The DiD label efficiency of Neu-LP was 91.2 ± 1.4%.

Nanoparticle characterization

The hydrodynamic diameters and zeta potentials of Neu-LPs were measured by DLS (Zetasizer Nano ZS, Malvern Instruments, Malvern, UK). The morphology of Neu-LPs was visualized by TEM (H-600, Hitachi, Tokyo, Japan). To evaluate the stability of Neu-LP, LP or Neu-LP were suspended in water at a concentration of 1 mg/mL. At set timepoints over the course of 7 days, the sizes of the samples were measured by DLS to test for aggregation.

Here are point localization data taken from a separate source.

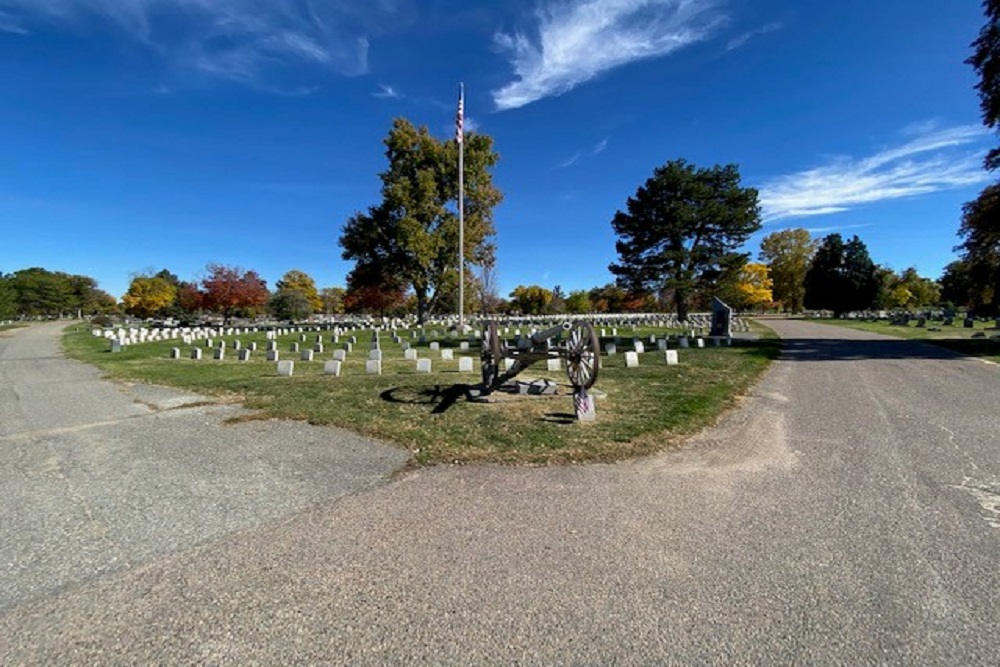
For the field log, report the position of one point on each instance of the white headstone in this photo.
(584, 405)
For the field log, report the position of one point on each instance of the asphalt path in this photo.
(847, 514)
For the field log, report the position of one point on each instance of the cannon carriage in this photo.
(573, 342)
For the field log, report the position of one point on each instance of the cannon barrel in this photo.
(542, 336)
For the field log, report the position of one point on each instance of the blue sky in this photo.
(149, 134)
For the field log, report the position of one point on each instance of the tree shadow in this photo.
(830, 349)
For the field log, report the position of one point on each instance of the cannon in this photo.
(579, 348)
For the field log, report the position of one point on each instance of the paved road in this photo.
(849, 513)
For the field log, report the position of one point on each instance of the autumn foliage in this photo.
(231, 290)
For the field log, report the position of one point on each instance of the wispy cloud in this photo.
(576, 157)
(240, 40)
(580, 39)
(10, 24)
(835, 228)
(386, 92)
(569, 162)
(932, 160)
(740, 40)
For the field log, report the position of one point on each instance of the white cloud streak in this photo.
(579, 39)
(386, 92)
(737, 42)
(233, 39)
(932, 161)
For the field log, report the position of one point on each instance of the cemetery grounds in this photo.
(640, 410)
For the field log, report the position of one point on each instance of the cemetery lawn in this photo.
(956, 338)
(645, 410)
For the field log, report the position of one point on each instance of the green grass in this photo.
(646, 409)
(956, 338)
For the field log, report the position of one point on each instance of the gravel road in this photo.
(847, 514)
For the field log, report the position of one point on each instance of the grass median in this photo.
(643, 410)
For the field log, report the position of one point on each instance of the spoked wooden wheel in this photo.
(583, 353)
(490, 355)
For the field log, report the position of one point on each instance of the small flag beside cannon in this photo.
(573, 342)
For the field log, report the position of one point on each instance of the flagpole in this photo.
(460, 136)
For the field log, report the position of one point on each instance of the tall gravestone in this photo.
(722, 319)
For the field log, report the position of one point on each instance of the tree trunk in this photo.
(421, 303)
(680, 301)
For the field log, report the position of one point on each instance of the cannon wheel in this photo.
(583, 353)
(490, 355)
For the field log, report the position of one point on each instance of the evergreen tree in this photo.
(681, 230)
(986, 61)
(788, 254)
(981, 249)
(842, 277)
(413, 232)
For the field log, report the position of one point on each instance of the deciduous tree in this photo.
(578, 302)
(333, 300)
(981, 249)
(8, 298)
(301, 282)
(289, 304)
(148, 296)
(986, 61)
(788, 253)
(229, 290)
(371, 289)
(413, 232)
(682, 229)
(530, 299)
(753, 289)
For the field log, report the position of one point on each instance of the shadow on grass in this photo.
(829, 349)
(440, 398)
(559, 418)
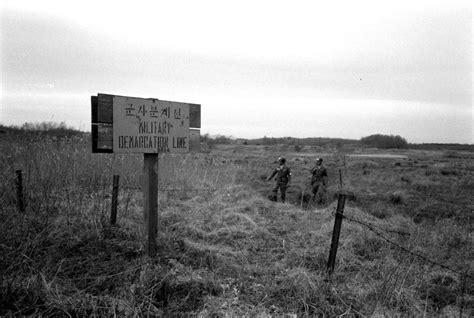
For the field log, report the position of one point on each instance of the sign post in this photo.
(131, 125)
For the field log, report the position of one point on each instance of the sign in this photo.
(122, 124)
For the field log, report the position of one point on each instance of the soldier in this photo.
(318, 179)
(283, 179)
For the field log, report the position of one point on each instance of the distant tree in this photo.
(384, 141)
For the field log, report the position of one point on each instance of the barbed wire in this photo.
(406, 250)
(173, 190)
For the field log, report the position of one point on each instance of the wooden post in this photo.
(335, 233)
(113, 212)
(150, 207)
(340, 180)
(19, 191)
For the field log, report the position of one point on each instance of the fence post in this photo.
(19, 191)
(150, 206)
(335, 233)
(113, 212)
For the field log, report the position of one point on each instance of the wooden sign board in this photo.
(122, 124)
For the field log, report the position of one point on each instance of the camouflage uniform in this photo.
(283, 178)
(318, 179)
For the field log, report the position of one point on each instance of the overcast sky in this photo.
(259, 68)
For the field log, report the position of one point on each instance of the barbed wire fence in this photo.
(382, 233)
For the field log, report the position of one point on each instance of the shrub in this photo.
(384, 141)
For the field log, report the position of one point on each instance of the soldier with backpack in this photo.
(283, 179)
(318, 179)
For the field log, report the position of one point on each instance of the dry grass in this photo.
(228, 251)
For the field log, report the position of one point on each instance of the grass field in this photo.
(224, 249)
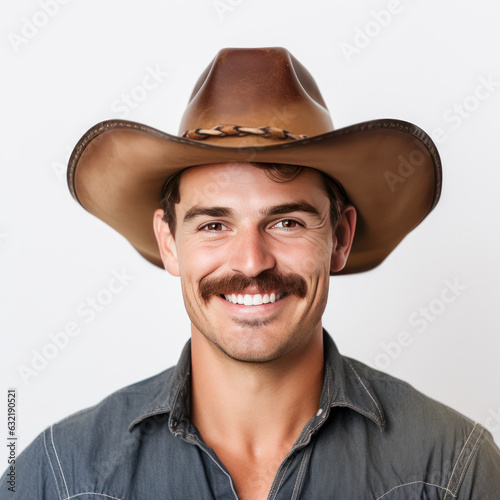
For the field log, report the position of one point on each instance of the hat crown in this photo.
(258, 87)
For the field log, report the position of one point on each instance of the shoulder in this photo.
(403, 403)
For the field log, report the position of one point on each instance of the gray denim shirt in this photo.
(374, 437)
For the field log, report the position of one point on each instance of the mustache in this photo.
(291, 284)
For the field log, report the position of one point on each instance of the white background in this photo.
(53, 255)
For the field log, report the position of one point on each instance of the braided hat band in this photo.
(240, 131)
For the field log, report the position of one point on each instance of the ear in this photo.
(342, 239)
(166, 243)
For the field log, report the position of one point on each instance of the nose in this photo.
(251, 254)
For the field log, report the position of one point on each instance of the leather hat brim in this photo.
(389, 169)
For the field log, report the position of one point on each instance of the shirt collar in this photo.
(345, 384)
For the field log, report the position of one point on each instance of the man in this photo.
(254, 218)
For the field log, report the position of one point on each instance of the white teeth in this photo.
(257, 299)
(253, 300)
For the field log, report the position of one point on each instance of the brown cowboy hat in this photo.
(261, 105)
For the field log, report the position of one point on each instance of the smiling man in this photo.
(255, 214)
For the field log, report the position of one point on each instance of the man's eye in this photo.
(213, 226)
(287, 224)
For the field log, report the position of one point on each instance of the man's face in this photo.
(241, 235)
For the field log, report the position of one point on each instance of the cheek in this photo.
(197, 261)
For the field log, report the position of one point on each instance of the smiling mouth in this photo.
(254, 300)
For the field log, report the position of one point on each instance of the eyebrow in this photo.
(197, 210)
(301, 206)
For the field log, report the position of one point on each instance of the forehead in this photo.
(215, 183)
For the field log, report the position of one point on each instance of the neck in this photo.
(255, 406)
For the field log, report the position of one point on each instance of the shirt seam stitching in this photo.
(462, 451)
(51, 467)
(381, 418)
(415, 482)
(466, 465)
(299, 479)
(57, 457)
(91, 493)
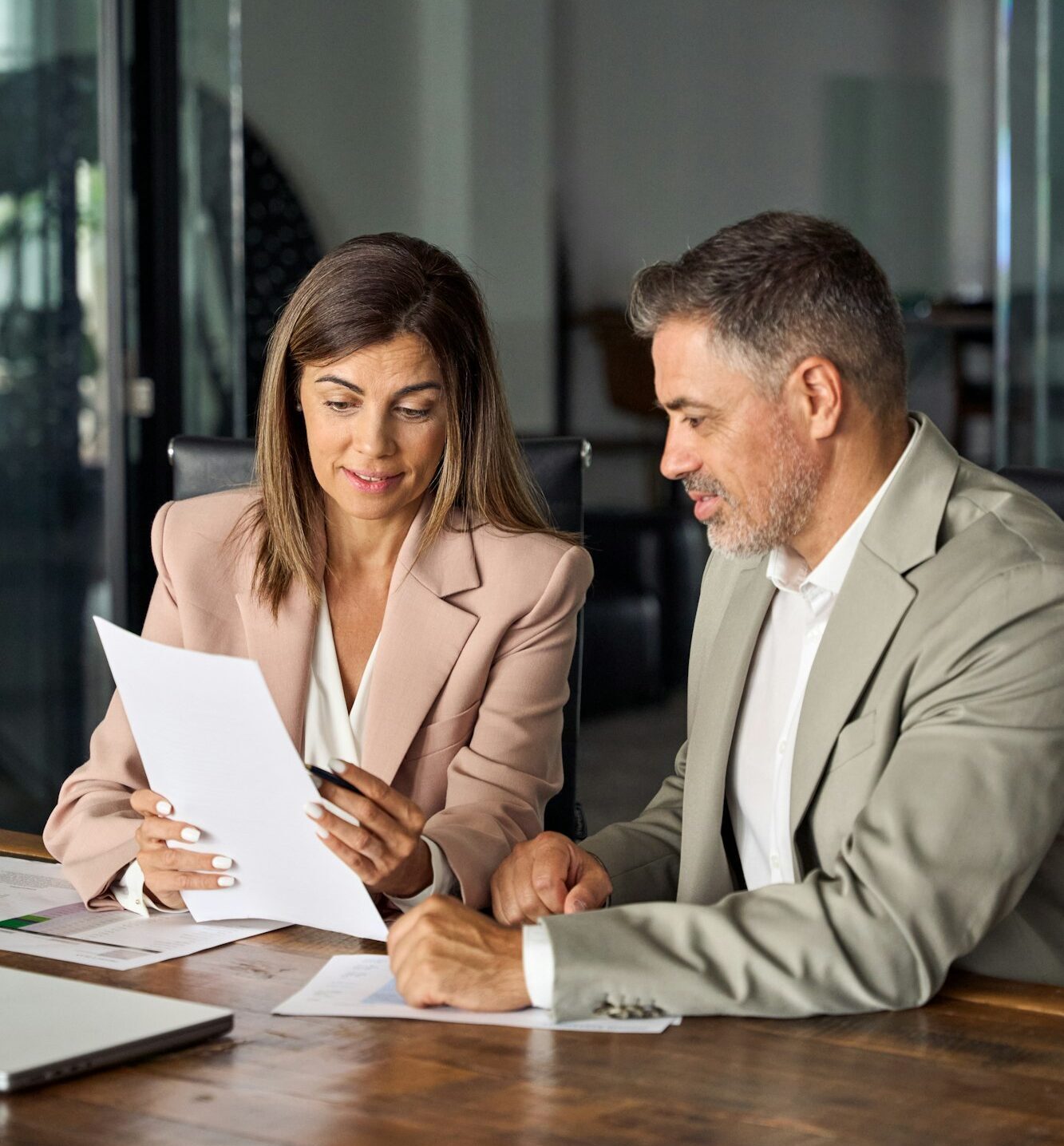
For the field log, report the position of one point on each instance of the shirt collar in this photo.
(789, 572)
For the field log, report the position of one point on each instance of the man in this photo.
(872, 785)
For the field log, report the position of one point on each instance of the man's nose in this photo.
(678, 459)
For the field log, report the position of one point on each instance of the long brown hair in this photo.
(367, 291)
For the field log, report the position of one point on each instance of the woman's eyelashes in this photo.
(409, 413)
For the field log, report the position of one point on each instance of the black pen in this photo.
(333, 778)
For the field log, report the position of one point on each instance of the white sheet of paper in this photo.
(362, 987)
(213, 743)
(44, 917)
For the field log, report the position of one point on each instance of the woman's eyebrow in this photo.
(417, 388)
(413, 389)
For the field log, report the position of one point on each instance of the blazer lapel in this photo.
(872, 604)
(722, 682)
(283, 649)
(868, 610)
(421, 638)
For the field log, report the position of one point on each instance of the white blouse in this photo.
(329, 731)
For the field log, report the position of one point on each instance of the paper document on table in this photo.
(362, 987)
(40, 915)
(212, 743)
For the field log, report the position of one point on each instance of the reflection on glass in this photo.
(53, 399)
(1030, 362)
(212, 164)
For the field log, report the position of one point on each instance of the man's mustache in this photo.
(703, 485)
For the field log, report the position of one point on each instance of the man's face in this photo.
(741, 455)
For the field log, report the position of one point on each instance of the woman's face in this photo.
(375, 426)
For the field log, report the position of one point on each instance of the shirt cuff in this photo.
(444, 880)
(129, 890)
(536, 956)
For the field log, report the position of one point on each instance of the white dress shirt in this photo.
(330, 731)
(762, 751)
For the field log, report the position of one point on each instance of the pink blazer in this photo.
(465, 701)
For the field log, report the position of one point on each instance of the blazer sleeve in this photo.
(966, 812)
(643, 856)
(91, 831)
(499, 784)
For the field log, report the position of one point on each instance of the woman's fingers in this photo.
(166, 883)
(150, 804)
(183, 860)
(156, 830)
(381, 796)
(359, 839)
(362, 865)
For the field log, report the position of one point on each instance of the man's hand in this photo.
(446, 954)
(547, 875)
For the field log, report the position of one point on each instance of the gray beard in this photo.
(781, 510)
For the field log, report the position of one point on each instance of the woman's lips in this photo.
(368, 483)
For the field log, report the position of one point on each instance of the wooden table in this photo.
(984, 1062)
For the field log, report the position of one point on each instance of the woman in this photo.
(394, 578)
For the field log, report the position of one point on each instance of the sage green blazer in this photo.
(928, 788)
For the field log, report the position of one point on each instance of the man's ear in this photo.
(814, 389)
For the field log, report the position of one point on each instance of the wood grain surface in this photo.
(984, 1062)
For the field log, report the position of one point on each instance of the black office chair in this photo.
(204, 465)
(1046, 485)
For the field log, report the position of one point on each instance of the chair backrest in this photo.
(1046, 485)
(204, 465)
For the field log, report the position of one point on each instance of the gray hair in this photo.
(779, 288)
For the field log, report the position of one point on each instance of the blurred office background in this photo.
(170, 168)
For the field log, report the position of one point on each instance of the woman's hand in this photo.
(168, 871)
(386, 851)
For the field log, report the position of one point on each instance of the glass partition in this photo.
(55, 441)
(1029, 376)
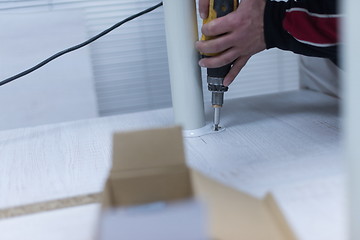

Membrane colocalization assay

A membrane colocalization study was performed as previously described with some modification [14]. NMVs were labeled with DiI (excitation/emission = 549/565 nm), and LPs were labeled with DiD (excitation/emission = 644/665 nm). Free dyes were removed by centrifugation at 100,000g for 30 min and the fluorescence label efficiency was calculated as mentioned above. The DiI label efficiency of NMV was 92.5 ± 2.2% and DiD label efficiency of LP was 93.2 ± 1.8%. Then, samples were prepared by extrusion or simple pipetting and thereafter were visualized under a confocal microscope (Leica Microsystems, Wetzlar, Germany).

Cell culture

HUVECs, cardiomyocytes (H9C2), and macrophages (RAW 264.7) were purchased from American Type Culture Collection. HUVECs were cultured in human endothelial cell growth medium (ECM), while H9C2 cells and RAW 264.7 cells were cultured in high glucose culture medium. Cells were maintained at 37 °C in a 5% CO2 environment. All media were supplemented with 10% (v/v) FBS as well as penicillin and streptomycin (100 U/mL).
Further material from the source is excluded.